FEPEX ET COAG ONT ACCUSÉ LE PAYS ALAUÍ DE NE PAS RESPECTER LE PRIX MINIMUM ÉTABLI.

Selon la Fédération espagnole des exportateurs de fruits et légumes, FEPEX, du passé 1 Novembre, Le Maroc ne respecte pas le prix d'entrée des tomates fixé dans l'accord d'association avec l'UE. Ce fait signifie que la valeur globale des importations est tombée en dessous du prix d'entrée établi dans ledit accord., causant de graves dommages au secteur espagnol.

 

Le prix d'entrée des tomates fixé dans le protocole agricole de l'accord d'association entre l'UE et le Maroc est de 46,1 euros par centaine de kilos. Si le prix à l'importation est inférieur à cette valeur, L'importateur doit payer des droits de douane de 29,8 euros chacun 100 kilos pour éviter que les bas prix du produit importé ne fassent couler le marché communautaire.

Depuis le 1 Novembre, la valeur des importations est inférieure 42,4 euros le 100 kg, avec un plus bas historique de 36 cent kilos euros. Cela impliquerait le paiement de droits de douane. Cependant, Le fort volume des importations de ces derniers jours montre que les droits de douane spécifiques ne sont pas payés, on ne s'attend pas non plus à ce qu'il paie à l'avenir parce que, selon FEPEX, à ce niveau de prix en payant les frais correspondants, L’importation serait économiquement non viable.

Face à cette situation, La FEPEX a exhorté la Commission européenne à exiger des autorités douanières qu'elles contrôlent efficacement le régime des prix d'entrée., afin que les importateurs paient les droits de douane correspondants, considérant également que le 1 En septembre, la modification du régime des prix d'entrée est entrée en vigueur pour permettre un contrôle douanier efficace., comme prévu dans le considérant 8 du règlement d'application (UNION EUROPÉENNE) Nº 701/2012 de la Commission.

Pour FEPEX, le volume élevé des importations à bas prix, facilitée car les droits de douane correspondants ne sont pas payés, a provoqué l'effondrement du marché communautaire de la tomate, menacer la viabilité de cette culture. Le secteur espagnol considère comme une priorité de retrouver la normalité du marché communautaire car la production de tomates constitue la principale activité économique dans les régions où le taux de chômage dépasse 35%.

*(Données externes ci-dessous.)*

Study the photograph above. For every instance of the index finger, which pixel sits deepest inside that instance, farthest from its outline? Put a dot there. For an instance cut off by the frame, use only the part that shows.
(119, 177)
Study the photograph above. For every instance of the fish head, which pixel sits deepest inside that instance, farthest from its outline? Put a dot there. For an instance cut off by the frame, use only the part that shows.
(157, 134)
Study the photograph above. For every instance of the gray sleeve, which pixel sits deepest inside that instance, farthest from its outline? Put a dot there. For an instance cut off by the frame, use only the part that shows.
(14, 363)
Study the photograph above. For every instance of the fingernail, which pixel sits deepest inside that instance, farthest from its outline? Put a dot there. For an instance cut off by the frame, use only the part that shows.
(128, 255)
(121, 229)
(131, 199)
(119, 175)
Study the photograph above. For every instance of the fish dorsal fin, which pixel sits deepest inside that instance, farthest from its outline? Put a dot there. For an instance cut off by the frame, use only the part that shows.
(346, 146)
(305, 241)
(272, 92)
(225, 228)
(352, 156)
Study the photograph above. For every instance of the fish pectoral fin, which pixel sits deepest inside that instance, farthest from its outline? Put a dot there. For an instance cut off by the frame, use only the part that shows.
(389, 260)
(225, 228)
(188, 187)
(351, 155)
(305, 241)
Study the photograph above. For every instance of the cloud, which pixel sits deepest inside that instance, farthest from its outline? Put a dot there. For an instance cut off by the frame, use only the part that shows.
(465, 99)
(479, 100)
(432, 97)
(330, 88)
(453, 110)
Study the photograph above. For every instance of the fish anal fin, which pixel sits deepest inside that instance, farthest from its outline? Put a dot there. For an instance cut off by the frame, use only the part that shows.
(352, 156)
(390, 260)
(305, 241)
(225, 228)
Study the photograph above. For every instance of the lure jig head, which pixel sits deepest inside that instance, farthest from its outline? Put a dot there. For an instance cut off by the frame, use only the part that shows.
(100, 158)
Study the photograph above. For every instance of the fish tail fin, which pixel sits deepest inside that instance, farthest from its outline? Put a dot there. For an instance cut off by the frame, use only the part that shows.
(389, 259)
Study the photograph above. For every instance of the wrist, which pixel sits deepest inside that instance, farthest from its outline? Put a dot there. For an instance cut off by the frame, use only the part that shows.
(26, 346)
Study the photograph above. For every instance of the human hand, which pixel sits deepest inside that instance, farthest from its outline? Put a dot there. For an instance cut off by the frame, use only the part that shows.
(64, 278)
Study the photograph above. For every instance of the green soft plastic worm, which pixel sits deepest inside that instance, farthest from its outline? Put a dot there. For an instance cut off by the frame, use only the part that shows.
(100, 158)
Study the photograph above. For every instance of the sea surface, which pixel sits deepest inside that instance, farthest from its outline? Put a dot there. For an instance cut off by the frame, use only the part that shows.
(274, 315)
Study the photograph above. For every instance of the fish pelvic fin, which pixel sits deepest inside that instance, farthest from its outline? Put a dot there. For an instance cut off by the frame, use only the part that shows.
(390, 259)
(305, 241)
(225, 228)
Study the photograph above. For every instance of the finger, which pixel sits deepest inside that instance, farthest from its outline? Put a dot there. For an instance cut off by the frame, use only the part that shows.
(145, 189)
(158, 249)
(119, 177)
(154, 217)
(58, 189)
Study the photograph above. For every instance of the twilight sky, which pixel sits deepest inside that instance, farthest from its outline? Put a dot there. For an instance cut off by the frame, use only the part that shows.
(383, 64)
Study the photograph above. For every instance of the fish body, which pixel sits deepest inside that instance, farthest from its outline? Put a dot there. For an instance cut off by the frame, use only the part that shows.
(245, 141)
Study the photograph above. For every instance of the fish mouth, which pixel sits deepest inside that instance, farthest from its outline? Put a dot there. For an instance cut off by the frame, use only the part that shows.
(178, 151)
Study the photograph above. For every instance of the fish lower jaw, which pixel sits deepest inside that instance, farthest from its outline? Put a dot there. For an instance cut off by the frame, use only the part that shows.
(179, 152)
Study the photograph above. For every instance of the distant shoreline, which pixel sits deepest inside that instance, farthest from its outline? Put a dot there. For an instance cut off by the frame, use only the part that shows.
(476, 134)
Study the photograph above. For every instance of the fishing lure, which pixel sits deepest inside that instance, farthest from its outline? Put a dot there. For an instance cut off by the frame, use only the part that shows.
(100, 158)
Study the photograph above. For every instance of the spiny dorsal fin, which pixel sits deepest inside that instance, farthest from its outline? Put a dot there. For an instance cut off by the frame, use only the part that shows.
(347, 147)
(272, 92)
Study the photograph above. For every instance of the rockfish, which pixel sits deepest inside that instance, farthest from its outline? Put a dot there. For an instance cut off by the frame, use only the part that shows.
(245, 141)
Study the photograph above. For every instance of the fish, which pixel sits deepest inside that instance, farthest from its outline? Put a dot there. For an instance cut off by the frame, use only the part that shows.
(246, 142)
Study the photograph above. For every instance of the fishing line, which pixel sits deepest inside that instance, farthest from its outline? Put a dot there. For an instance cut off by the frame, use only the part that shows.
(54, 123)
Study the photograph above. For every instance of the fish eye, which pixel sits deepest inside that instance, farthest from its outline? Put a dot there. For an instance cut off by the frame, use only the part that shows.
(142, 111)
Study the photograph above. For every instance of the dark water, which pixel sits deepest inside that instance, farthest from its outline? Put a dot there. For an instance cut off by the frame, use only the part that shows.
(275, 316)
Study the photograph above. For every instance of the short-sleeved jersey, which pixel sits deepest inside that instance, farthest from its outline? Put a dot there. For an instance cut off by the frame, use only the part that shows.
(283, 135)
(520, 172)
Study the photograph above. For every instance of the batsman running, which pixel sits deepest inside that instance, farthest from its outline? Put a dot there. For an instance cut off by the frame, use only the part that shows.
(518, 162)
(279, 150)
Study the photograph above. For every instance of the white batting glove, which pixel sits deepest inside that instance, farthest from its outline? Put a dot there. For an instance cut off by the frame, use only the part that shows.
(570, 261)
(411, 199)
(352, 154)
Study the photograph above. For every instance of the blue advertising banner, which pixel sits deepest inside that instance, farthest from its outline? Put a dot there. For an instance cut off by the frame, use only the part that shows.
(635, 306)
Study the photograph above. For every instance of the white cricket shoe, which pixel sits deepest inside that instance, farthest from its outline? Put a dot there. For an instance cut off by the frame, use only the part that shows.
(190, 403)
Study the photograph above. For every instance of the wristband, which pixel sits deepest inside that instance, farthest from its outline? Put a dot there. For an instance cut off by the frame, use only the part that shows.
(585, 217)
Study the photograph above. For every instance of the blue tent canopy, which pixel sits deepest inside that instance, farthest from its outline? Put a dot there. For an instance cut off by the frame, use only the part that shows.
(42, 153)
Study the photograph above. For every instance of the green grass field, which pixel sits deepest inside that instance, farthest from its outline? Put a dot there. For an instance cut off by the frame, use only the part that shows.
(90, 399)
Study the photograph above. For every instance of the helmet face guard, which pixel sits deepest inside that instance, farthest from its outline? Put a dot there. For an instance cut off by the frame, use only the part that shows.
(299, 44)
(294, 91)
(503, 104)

Le nouveau protocole agricole de l'accord d'association entre l'UE et le Maroc est entré en vigueur le 1 Octobre. Son approbation a été rejetée par la majorité du secteur car elle implique la libéralisation pratique des exportations de fruits et légumes marocains vers le marché communautaire., dans lequel ils rivalisent avec les avantages générés par les coûts salariaux des 60 centimes/heure.

D'un autre côté, le Coordinateur des Organisations Agraires, COAG, a qualifié l'attitude de la Commission européenne de honteuse. Le secrétaire provincial de cette organisation à Almería, Andrés Góngora, rappelons qu’il s’agit également « d’un produit sans contrôles phytosanitaires et d’un modèle de production où le travail n’est pas respecté car il existe une exploitation connue et aberrante des adultes et des enfants qui continue de mettre sous contrôle le marché national, qui voit les prix chuter »..

Góngora rappelle que « lorsque nous avons pris position contre le protocole agricole entre l’Union européenne et le Maroc, ce n’était pas par choix »., et nous dénonçons, activement et passivement, la situation d'impuissance que connaissent nos agriculteurs lorsque les pays tiers ne respectent pas les accords signés.. L'histoire se répète et l'Administration croise les bras en autorisant tout. Lorsque les prix d’entrée ne sont pas respectés, Le Maroc devrait payer des droits de douane, quelque chose qui est négligé ».

Pour l’Organisation agraire, il est vital que « les autorités douanières contrôlent efficacement les prix d’entrée des tomates et autres produits fruitiers et légumes ».. Quand ce n'est pas la tomate, C'est du concombre ou de la courgette ?. On voit comment se vendent les tomates au marché de Perpignan 30 centimes/kilo alors que les agriculteurs espagnols n’ont même pas à couvrir les coûts de production”, Gongora a affirmé.